KABARBURSA.COM - Direktur PT Wintermar Offshore Marine Tbk (WINS) Nely Layanto tercatat menambah kepemilikan saham WINS yang dilakukan pada 15 Januari 2026.
Merujuk keterbukaan informasi Bursa Efek Indonesia (BEI), Nely terpantau membeli sebanyak 620.200 saham dengan harga Rp498.
Setelah transaksi tersebut, jumlah kepemilikan saham Nelvy Luyanto di PT Wintermar Offshore Marine Tbk meningkat menjadi 40.049.101 saham dari sebelumnya 39.428.901 saham.

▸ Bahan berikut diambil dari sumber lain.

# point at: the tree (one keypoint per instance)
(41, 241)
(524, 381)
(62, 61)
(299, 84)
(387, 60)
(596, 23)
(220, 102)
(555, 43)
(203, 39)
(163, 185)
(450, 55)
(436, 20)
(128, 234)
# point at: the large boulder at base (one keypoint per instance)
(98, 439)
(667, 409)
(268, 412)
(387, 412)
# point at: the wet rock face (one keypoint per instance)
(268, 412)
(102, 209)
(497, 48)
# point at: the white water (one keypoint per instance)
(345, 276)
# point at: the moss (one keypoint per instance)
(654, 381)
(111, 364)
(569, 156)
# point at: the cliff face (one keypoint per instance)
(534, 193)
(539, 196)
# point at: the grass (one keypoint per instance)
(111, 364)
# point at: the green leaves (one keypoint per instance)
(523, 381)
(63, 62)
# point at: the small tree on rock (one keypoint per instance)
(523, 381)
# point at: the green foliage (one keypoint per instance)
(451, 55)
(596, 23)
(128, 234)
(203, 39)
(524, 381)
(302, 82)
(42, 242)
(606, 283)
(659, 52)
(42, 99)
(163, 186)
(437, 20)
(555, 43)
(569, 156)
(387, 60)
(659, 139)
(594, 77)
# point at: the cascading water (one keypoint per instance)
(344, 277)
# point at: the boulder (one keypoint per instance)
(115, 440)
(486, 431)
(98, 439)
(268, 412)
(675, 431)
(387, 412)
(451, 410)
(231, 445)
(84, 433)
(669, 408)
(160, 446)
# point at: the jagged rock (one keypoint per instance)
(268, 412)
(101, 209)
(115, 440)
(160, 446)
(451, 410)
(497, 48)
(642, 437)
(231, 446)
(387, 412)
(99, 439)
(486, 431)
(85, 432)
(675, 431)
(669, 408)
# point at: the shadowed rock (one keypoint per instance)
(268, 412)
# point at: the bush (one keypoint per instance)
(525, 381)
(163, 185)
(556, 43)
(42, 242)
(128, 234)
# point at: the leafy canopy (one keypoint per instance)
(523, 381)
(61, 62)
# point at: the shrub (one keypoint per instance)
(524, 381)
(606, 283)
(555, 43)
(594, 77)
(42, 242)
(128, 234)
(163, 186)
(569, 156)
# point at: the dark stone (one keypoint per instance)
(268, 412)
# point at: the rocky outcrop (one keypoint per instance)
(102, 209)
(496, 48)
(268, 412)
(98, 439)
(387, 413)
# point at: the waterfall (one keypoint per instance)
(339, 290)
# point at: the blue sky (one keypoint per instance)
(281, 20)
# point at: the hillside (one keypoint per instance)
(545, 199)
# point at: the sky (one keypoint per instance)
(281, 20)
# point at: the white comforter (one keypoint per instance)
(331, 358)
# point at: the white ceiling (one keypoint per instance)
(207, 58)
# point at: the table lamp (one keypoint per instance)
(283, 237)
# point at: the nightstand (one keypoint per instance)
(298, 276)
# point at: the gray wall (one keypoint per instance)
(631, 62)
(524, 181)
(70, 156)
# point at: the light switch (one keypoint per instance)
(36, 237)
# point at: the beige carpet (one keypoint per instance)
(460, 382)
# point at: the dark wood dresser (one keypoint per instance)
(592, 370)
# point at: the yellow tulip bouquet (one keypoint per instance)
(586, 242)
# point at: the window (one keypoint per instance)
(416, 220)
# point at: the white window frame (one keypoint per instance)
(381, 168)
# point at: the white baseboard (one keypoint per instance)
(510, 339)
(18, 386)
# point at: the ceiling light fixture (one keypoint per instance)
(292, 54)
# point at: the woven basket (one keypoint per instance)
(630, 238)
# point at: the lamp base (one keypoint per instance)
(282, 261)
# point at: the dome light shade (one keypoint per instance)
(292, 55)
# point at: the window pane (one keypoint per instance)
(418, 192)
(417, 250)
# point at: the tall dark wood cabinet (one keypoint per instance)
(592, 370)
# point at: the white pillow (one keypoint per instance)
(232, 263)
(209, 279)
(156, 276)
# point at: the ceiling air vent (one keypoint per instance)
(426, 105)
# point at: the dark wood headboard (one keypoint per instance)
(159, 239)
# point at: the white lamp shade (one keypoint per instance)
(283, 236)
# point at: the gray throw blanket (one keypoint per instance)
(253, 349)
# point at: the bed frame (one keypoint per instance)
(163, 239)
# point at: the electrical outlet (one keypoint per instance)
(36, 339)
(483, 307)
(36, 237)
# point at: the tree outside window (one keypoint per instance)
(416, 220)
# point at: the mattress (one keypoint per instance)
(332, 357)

Seiring dengan itu, porsi kepemilikan saham Nelvy ikut meningkat dari 0,8838 persen saat ini menjadi 0,8977 persen.
Dalam laporan itu disebutkan jika transaksi ini dilakukan untuk tujuan investasi. Disampaikan pula jika jika Nelvy bukan merupakan pengendali Perseroan. Status pengendali tidak berubah setelah transaksi dilakukan.
Adapun pada sesi I perdagangan hari ini, Senin, 9 Januari 2026, saham WINS melemah sebesar 0,40 persen atau 2 poin ke level Rp498.
Dalam periode satu bulan terakhir, saham WINS mengalami koreksi sebesar 2,91 persen. Harga saham sempat bergerak dari area 585 dan turun hingga menyentuh level 464.
Meski demikian, jika ditarik dalam rentang waktu yang lebih panjang, kinerja saham WINS masih menunjukkan tren positif. Dalam tiga bulan terakhir, saham ini tercatat menguat 20,77 persen, bergerak dari level terendah di kisaran 414 hingga menyentuh area 585.
Penguatan juga berlanjut dalam periode enam bulan dengan kenaikan sebesar 29,53 persen. Harga saham sempat berada di level terendah 368 sebelum kembali menguat ke area 585.
Sementara itu, secara year to date, saham WINS masih mencatatkan koreksi sebesar 6,54 persen. Harga bergerak dari level 482 dan sempat menyentuh area tertinggi 585 sebelum kembali melemah.
Dalam jangka panjang, performa saham WINS terbilang solid. Dalam satu tahun terakhir, saham ini mencatatkan kenaikan sebesar 21,05 persen.
Bahkan dalam periode tiga tahun, harga saham telah melonjak 66,94 persen, dan dalam lima tahun melesat hingga 381,93 persen. Secara historis, dalam rentang sepuluh tahun, saham WINS telah mencatatkan kenaikan lebih dari 254 persen. (*)
Berita atau informasi yang Anda baca membahas emiten atau saham tertentu berdasarkan data yang tersedia dari keterbukaan informasi PT Bursa Efek Indonesia dan sumber lain yang dapat dipercaya. Konten ini tidak dimaksudkan sebagai ajakan untuk membeli atau menjual saham tertentu. Selalu lakukan riset mandiri dan konsultasikan keputusan investasi Anda dengan penasihat keuangan profesional. Pastikan Anda memahami risiko dari setiap keputusan investasi yang diambil.